Local Leaders Welcome New Dining Options

City Councilman Everett Roy has called the project "a great win for the Northwest," saying it will bring national dining and retail brands into a part of town that has seen relatively little commercial growth for decades. That comment was reported by KRIS 6 News, which notes the site was annexed by Corpus Christi in 1995 and has only recently been platted for commercial use. Neighbors can expect to see infrastructure work rolled out first, followed by individual tenant buildouts as the project advances.

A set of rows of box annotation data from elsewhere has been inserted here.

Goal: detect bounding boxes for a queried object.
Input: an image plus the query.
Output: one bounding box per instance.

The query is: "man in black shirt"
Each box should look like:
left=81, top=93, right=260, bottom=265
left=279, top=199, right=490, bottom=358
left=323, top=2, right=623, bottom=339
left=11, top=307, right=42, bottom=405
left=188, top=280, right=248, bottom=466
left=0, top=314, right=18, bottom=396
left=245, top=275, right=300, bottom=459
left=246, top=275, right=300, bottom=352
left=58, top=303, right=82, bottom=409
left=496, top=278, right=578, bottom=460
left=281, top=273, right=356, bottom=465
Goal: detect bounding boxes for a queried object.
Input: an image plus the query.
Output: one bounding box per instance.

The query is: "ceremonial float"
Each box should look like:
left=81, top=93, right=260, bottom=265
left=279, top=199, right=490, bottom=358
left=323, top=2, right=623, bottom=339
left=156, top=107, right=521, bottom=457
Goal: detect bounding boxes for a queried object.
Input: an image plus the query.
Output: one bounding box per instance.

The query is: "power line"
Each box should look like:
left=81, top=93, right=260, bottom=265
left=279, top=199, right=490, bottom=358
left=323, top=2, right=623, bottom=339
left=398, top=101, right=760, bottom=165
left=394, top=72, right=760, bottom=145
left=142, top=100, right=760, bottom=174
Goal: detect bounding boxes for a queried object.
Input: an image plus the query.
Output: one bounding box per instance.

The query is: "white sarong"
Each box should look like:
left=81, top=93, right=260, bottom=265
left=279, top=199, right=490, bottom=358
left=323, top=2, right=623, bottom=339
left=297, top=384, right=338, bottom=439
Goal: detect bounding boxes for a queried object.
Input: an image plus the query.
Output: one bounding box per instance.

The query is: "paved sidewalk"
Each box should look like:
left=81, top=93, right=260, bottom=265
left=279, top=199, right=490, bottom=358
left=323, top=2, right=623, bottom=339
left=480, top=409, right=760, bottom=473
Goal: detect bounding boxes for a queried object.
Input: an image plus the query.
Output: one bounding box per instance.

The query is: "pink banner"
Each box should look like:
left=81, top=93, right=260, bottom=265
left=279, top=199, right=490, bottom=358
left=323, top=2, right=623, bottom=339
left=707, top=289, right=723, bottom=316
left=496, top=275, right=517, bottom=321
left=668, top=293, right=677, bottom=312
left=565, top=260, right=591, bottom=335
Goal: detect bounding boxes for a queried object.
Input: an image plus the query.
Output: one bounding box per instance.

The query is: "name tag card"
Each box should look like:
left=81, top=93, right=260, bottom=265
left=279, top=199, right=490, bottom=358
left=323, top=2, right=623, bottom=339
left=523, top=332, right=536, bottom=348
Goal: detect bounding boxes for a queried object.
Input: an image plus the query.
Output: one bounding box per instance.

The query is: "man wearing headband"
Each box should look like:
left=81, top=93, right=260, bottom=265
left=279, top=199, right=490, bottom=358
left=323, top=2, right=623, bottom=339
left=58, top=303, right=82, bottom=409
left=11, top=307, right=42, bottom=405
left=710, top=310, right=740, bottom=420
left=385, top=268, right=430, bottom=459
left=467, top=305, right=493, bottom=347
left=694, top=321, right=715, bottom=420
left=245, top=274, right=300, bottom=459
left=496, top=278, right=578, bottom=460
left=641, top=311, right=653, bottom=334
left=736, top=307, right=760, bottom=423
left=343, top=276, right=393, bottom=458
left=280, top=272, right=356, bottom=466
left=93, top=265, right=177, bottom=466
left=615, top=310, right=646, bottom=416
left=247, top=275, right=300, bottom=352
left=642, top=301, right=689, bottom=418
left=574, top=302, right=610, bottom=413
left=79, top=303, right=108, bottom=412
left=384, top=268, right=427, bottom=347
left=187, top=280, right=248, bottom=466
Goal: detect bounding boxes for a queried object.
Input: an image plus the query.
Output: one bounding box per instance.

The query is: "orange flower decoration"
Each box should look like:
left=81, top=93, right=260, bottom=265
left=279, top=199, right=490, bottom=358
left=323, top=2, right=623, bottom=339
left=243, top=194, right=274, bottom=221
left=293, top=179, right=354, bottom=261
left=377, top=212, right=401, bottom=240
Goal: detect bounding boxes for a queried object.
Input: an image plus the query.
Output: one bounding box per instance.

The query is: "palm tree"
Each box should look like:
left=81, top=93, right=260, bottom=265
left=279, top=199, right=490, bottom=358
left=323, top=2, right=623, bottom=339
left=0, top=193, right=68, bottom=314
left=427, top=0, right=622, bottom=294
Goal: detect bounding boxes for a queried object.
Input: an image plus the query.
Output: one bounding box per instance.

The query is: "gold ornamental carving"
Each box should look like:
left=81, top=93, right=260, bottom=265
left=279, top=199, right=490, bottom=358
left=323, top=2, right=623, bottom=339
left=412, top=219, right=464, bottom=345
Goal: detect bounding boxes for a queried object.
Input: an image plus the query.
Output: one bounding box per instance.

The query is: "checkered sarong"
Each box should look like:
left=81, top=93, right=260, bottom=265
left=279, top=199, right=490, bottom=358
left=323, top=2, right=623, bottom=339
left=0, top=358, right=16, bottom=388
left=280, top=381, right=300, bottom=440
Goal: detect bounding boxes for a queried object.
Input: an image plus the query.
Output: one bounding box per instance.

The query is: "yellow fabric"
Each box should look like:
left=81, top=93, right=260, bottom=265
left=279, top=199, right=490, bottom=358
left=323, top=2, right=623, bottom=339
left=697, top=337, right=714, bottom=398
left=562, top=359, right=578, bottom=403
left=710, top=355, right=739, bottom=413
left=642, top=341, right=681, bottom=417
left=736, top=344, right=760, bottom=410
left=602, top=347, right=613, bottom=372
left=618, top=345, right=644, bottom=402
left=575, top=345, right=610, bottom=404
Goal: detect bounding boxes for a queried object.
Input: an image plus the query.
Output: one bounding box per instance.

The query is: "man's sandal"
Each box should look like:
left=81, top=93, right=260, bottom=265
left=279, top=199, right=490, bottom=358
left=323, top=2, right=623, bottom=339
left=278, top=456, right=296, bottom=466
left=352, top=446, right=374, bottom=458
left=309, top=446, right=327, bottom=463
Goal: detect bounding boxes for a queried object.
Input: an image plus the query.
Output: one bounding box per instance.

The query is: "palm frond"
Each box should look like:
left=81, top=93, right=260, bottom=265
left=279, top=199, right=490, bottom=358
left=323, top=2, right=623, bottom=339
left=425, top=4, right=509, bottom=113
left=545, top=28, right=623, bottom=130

Timeline, Costs and What to Expect Next

TDLR project records also show Academy Sports & Outdoors registered as a ground-up, pad-ready project at the same address with an estimated cost of about $7 million, confirming that the broader retail buildout is already in motion. With infrastructure and utilities typically prioritized, developers are expected to complete pads and parking areas before tenant interiors start to rise, which means drivers along IH-69 could encounter construction crews and traffic disruptions through 2026. As with any early-stage filing, the start and completion dates listed in public documents remain subject to change as leasing and scheduling are locked in.

Once open, Olive Garden and LongHorn will give Calallen sit-down dining choices it has not had before, while reinforcing the sense of retail momentum building across the Coastal Bend. For now, state TDLR filings and city planning records offer the clearest public trail of breadcrumbs for residents and local businesses watching the project move from paperwork to reality.